Financial forecasting is what drives and impacts your growth is the intelligence which can put you ahead.
Sometimes smaller organisations can believe the big 'corporates' are cutting edge when it comes to planning. The truth is, many are still existing on spreadsheets like most other businesses.
So here are some top tips on how financial forecasting well can get you ahead, make you more agile and save you valuable time with limited resources.
Helping you forecast
Financial forecasting is about helping you see what is going to happen in your business, based on data and assumptions. Access to data and many variables are difficult to model easily. But this is so common today as types and sources of information become more available. The trend to grow through acquisition and access to new markets and channels to sell through all adds to the need to forecast more.
1.What drives the need to forecast more?
Rate of growth
The rate of growth, both in percentage and speed will affect how regularly you need to forecast.
More people, more company entities, adding new products and services to the mix or trading in new countries all add layers of complexity. All these potential variables can be hell to model in Excel, and this is where a lot of growing companies come unstuck.
Cash flow is crucial for a fast growth company. Having an eye on where working capital is tied up, and having visibility of peaks and troughs is crucial, and a good forecast will give you that.
Budget v Forecast
Budgets, on the other hand, are a one-off - how much you will spend to get a set revenue? What if you hit your revenue target within 6 months of setting it. Or an opportunity to expand arises. Business isn't static, and budgets don't account for change, so they aren't very useful to smaller SMB growing companies.
2.It's a learning curve
When you are young, you haven't years of historic data to rely on. Larger companies can make assumptions which are based on fact. Whilst SMB are 'guessing'. This means learning the key variables. Month on month data can add detail to the picture. This means more regular forecasting can make use of this valuable information to add insight.
You might be surprised to learn that many CFO's in larger organisations don't know what drives their business. Largely because they are so removed from the rest of the business, are buried in the everyday and are relying on historic information. Why is this? Well, we can often blame faced paced jobs, lack of time and too many other priorities, but let's be honest, sometimes it's the tools and processes which have the biggest impact.

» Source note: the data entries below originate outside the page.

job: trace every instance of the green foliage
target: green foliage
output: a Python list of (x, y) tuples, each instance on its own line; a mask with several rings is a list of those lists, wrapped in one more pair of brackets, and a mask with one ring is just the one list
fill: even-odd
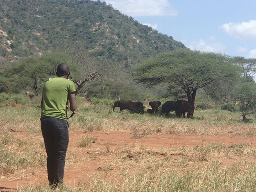
[(91, 99), (91, 103), (93, 105), (100, 104), (112, 107), (114, 103), (114, 101), (111, 99), (100, 99), (95, 97), (93, 97)]
[(231, 112), (237, 111), (238, 106), (233, 103), (227, 103), (223, 104), (220, 107), (222, 110), (227, 110)]
[[(74, 69), (75, 74), (76, 70), (79, 70), (70, 63), (70, 58), (67, 54), (53, 52), (42, 56), (24, 58), (5, 69), (2, 73), (9, 79), (11, 87), (9, 92), (19, 93), (23, 90), (33, 90), (38, 95), (41, 93), (44, 82), (50, 77), (56, 77), (57, 66), (61, 63), (68, 64)], [(2, 84), (6, 81), (5, 79)]]
[(240, 111), (245, 119), (247, 113), (256, 110), (256, 84), (252, 77), (241, 77), (234, 93), (239, 100)]
[(29, 97), (26, 97), (25, 94), (0, 93), (0, 103), (25, 105), (29, 103), (30, 101)]
[(201, 102), (199, 103), (197, 103), (196, 108), (201, 108), (202, 110), (208, 109), (211, 108), (211, 106), (210, 104), (206, 102)]
[(7, 34), (0, 39), (5, 45), (0, 52), (7, 59), (54, 50), (74, 49), (74, 54), (90, 50), (93, 57), (129, 68), (141, 59), (185, 47), (100, 1), (5, 0), (0, 13), (1, 29)]
[(5, 93), (0, 93), (0, 103), (7, 101), (9, 97), (9, 95)]

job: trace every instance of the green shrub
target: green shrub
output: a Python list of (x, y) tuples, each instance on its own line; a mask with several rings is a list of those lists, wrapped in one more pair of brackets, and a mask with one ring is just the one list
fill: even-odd
[(5, 93), (0, 93), (0, 102), (5, 102), (8, 99), (9, 96)]
[(202, 110), (208, 109), (211, 108), (211, 106), (208, 103), (202, 102), (199, 103), (197, 104), (197, 108), (201, 108)]
[(10, 100), (14, 101), (15, 103), (16, 104), (21, 105), (25, 105), (29, 103), (30, 101), (29, 97), (21, 94), (14, 94), (11, 95), (10, 97)]
[(93, 97), (91, 99), (91, 103), (93, 105), (95, 105), (100, 103), (100, 99), (96, 97)]
[(237, 106), (233, 103), (225, 103), (221, 106), (220, 108), (222, 110), (227, 110), (231, 112), (237, 111), (238, 110)]

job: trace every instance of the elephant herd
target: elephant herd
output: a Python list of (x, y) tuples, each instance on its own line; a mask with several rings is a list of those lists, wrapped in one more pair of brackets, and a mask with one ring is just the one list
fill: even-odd
[[(156, 114), (158, 111), (158, 107), (161, 105), (159, 101), (152, 101), (149, 103), (151, 108), (147, 110), (147, 113)], [(143, 104), (140, 102), (132, 102), (130, 100), (121, 100), (116, 101), (113, 106), (113, 111), (115, 108), (119, 107), (120, 111), (124, 109), (128, 110), (131, 113), (143, 114), (144, 113)], [(188, 101), (177, 100), (176, 101), (168, 101), (162, 105), (161, 113), (164, 113), (168, 116), (171, 111), (175, 111), (176, 117), (185, 117), (186, 113), (190, 110), (190, 107)]]

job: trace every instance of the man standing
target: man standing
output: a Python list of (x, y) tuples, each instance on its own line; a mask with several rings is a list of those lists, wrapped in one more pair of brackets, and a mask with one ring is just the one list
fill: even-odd
[(68, 124), (66, 109), (68, 100), (70, 109), (77, 108), (76, 88), (68, 79), (69, 68), (61, 63), (57, 77), (45, 82), (41, 101), (41, 130), (47, 154), (47, 172), (49, 185), (55, 188), (63, 183), (66, 154), (68, 145)]

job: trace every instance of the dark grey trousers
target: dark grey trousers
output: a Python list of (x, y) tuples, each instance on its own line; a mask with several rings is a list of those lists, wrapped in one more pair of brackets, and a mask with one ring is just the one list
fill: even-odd
[(41, 119), (41, 130), (47, 154), (49, 185), (63, 183), (66, 154), (68, 145), (68, 124), (54, 117)]

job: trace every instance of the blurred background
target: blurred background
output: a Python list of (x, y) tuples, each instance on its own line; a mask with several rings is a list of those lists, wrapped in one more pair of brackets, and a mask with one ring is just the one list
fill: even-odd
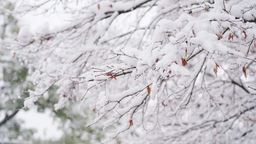
[[(0, 0), (1, 8), (10, 11), (15, 8), (14, 3), (12, 0)], [(37, 23), (34, 25), (36, 27), (43, 21), (40, 19), (47, 21), (54, 18), (29, 14), (14, 17), (1, 10), (1, 41), (8, 41), (8, 39), (16, 37), (22, 25), (30, 24), (33, 27)], [(57, 20), (55, 22), (55, 24), (60, 22)], [(58, 99), (53, 96), (57, 88), (51, 87), (33, 108), (23, 108), (23, 99), (29, 96), (27, 91), (33, 89), (33, 86), (30, 82), (26, 66), (16, 56), (15, 52), (4, 46), (2, 45), (0, 48), (0, 144), (91, 144), (99, 141), (103, 137), (101, 129), (92, 127), (82, 130), (88, 116), (93, 113), (85, 110), (83, 104), (71, 104), (54, 110), (54, 105)]]

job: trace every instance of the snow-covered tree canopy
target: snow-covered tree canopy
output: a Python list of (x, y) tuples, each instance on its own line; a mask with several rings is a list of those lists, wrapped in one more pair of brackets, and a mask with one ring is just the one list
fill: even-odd
[(68, 20), (11, 46), (35, 86), (25, 107), (55, 85), (55, 109), (82, 99), (103, 143), (256, 141), (256, 1), (25, 1), (11, 12)]

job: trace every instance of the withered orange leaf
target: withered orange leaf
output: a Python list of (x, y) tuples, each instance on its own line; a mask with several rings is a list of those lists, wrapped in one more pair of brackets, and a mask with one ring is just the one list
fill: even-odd
[(186, 65), (188, 65), (188, 62), (187, 62), (185, 59), (183, 58), (182, 58), (182, 66), (186, 67)]
[(130, 124), (130, 126), (133, 126), (133, 122), (132, 122), (132, 120), (129, 120), (129, 123)]
[(216, 34), (216, 36), (217, 36), (217, 37), (218, 37), (218, 40), (220, 40), (221, 39), (223, 38), (223, 37), (222, 37), (222, 35), (219, 35), (219, 34)]
[(246, 70), (245, 67), (244, 67), (244, 66), (243, 67), (243, 72), (244, 72), (244, 77), (246, 77), (246, 79), (247, 78), (247, 76), (246, 76)]
[(114, 79), (115, 79), (115, 80), (117, 80), (116, 79), (116, 76), (115, 76), (115, 75), (113, 76), (113, 78), (114, 78)]
[(213, 68), (213, 71), (214, 71), (214, 73), (215, 73), (215, 74), (216, 74), (216, 76), (217, 77), (217, 69), (216, 68)]
[(150, 92), (151, 91), (151, 89), (150, 88), (150, 87), (149, 86), (147, 86), (147, 94), (150, 94)]
[(187, 49), (187, 48), (186, 48), (186, 52), (185, 52), (185, 55), (186, 56), (187, 56), (187, 55), (188, 55), (188, 49)]
[(158, 59), (158, 58), (156, 58), (156, 63), (157, 62), (159, 61), (159, 59)]
[(247, 37), (247, 36), (248, 36), (248, 35), (247, 35), (247, 34), (246, 34), (246, 33), (245, 31), (243, 31), (243, 33), (244, 34), (244, 39), (246, 39), (246, 37)]
[(219, 64), (216, 62), (215, 62), (215, 65), (216, 65), (216, 68), (218, 70), (218, 68), (220, 68), (220, 66), (219, 65)]
[(231, 33), (228, 35), (228, 40), (230, 40), (231, 38), (232, 39), (232, 41), (233, 41), (234, 38), (234, 36)]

3.What's taking all your time?
Managing people is time-consuming. Smaller company finance teams tend to be smaller and less people means less management, training and recruitment. However that means fewer people doing the work.
Keeping processes streamlined and simple can mean getting more done in less time. Many larger companies have layers of more beaurocratic processes whilst smaller companies can exploit the latest software tools and adopt them faster to make change happen.
Tools are becoming more affordable and accessible to smaller companies. Cloud infrastructure has made planning tools more accessible. Adoption is easier to make happen with fewer people and less entrenched processes.
4.Don't think small
There are many FD's in many different smaller companies are investing in modern planning tools to give them the power to forecast 'what if's' easily giving them fast access to information to drive better decision making.
Allecra Therapeutics - 300+ employees. Andrew Smith knew Excel was being used beyond what it was good at, and built his own models using Adaptive Insights.
Zest / HAG - Less than - 100+ - Anthony Ridgeway now uses Cloud planning tools to provide visibility to the board on what drives profitability so they can plan and make better decisions on product mixes, hiring and strategic decisions.
Kingfisher beer - Acquiring heavily Kingfisher is building a portfolio of brands and now needs to forecast more flexibly and manage multiple entities.
KRM22 - Even before trading they knew they were going to be acquiring and that meant good planning with full visibility and all their data in one place.
5.Practice what you preach
So many smaller companies, especially around tech innovation are educating their audiences on moving into more cutting edge solutions. Yet when it comes to finance so much is old school. The ability to forecast faster, and have all your checks and balances automated removes the drudge work associated with spreadsheets and moves you into a space where you can properly analyse and provide insight. So rather than spending hours and days defending reconciling and uploading you can do the thinking you and your team were hired for.